SLA / SLO
Definitions
SLA — Service Level Agreement
An external contract with customers or partners. Defines the minimum acceptable performance. Breach has legal or financial consequences.
"We guarantee 99.9% uptime and p95 response time < 500ms"
SLO — Service Level Objective
An internal target set by engineering. Must be stricter than the SLA — it is the team's goal, not the floor.
SLA commitment: p95 < 500ms
SLO target: p95 < 300ms ← engineers aim here
If the SLO is breached, the team acts before the SLA is violated.
SLI — Service Level Indicator
The measurement used to evaluate SLO compliance.
| SLI | What It Measures |
|---|---|
| Request latency (p95) | Speed |
| Error rate | Reliability |
| Availability | Uptime |
| Throughput | Capacity |
Practical SLO Examples
| System | SLO |
|---|---|
| REST API (read) | p95 < 200ms, error rate < 0.1% |
| REST API (write) | p95 < 500ms, error rate < 0.5% |
| Background job | p99 < 30s, success rate > 99% |
| WebSocket stream | Connection drop rate < 0.1% |
| Search endpoint | p95 < 300ms, p99 < 1000ms |
Error Budget
Error budget = the allowed amount of SLO violations before action is required.

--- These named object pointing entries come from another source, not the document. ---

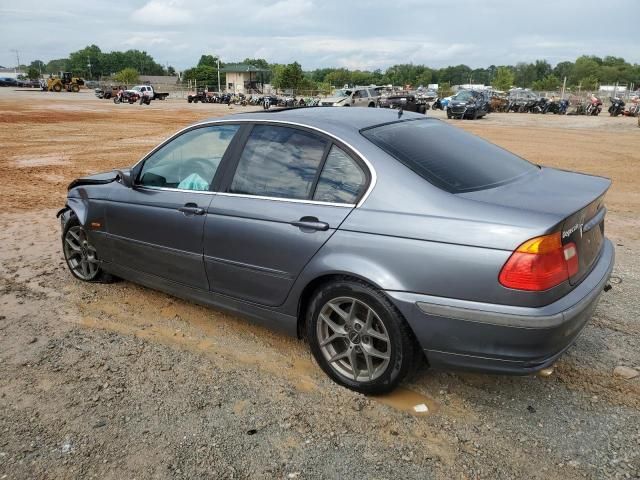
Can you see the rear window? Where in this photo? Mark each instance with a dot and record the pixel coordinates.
(448, 157)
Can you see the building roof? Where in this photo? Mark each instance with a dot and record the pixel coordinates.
(166, 79)
(241, 67)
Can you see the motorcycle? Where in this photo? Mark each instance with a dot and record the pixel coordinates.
(617, 106)
(563, 107)
(594, 107)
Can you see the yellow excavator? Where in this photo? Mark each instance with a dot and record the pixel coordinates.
(64, 81)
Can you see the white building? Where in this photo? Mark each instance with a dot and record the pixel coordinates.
(11, 72)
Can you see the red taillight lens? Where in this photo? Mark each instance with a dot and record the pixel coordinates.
(540, 263)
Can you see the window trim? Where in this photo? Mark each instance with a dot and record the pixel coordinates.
(246, 125)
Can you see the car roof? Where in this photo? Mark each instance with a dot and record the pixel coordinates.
(335, 120)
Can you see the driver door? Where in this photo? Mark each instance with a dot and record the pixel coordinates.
(156, 227)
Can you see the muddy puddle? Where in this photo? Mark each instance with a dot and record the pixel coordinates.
(217, 335)
(28, 161)
(408, 401)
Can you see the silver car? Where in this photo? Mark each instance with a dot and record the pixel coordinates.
(358, 97)
(382, 237)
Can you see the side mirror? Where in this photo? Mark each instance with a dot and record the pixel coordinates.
(124, 178)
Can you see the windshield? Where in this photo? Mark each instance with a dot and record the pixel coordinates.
(448, 157)
(341, 93)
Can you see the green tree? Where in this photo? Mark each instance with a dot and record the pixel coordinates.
(86, 62)
(288, 76)
(589, 83)
(128, 76)
(57, 65)
(444, 90)
(209, 61)
(585, 67)
(564, 70)
(525, 74)
(503, 79)
(548, 83)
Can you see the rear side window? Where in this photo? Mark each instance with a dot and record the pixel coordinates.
(448, 157)
(341, 181)
(278, 162)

SLO target: 99.9% requests < 300ms
Error budget: 0.1% of requests can exceed 300ms
At 1000 RPS: 1 request/second can be slow
When the error budget is consumed, stop feature work, fix reliability.
Using SLOs in Load Tests
Define SLO pass/fail criteria in Locust:
from locust import events
from locust.env import Environment
@events.quitting.add_listener
def assert_slo(environment: Environment, **kwargs: object) -> None:
stats = environment.runner.stats.total
p95 = stats.get_response_time_percentile(0.95)

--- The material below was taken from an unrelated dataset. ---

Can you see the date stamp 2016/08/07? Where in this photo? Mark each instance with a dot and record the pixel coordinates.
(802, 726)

error_rate = stats.fail_ratio
if p95 > 300:
environment.process_exit_code = 1
print(f"SLO BREACH: p95={p95}ms exceeds 300ms threshold")
if error_rate > 0.01:
environment.process_exit_code = 1
print(f"SLO BREACH: error_rate={error_rate:.1%} exceeds 1%")
This makes performance tests act as automated SLO gates in CI/CD.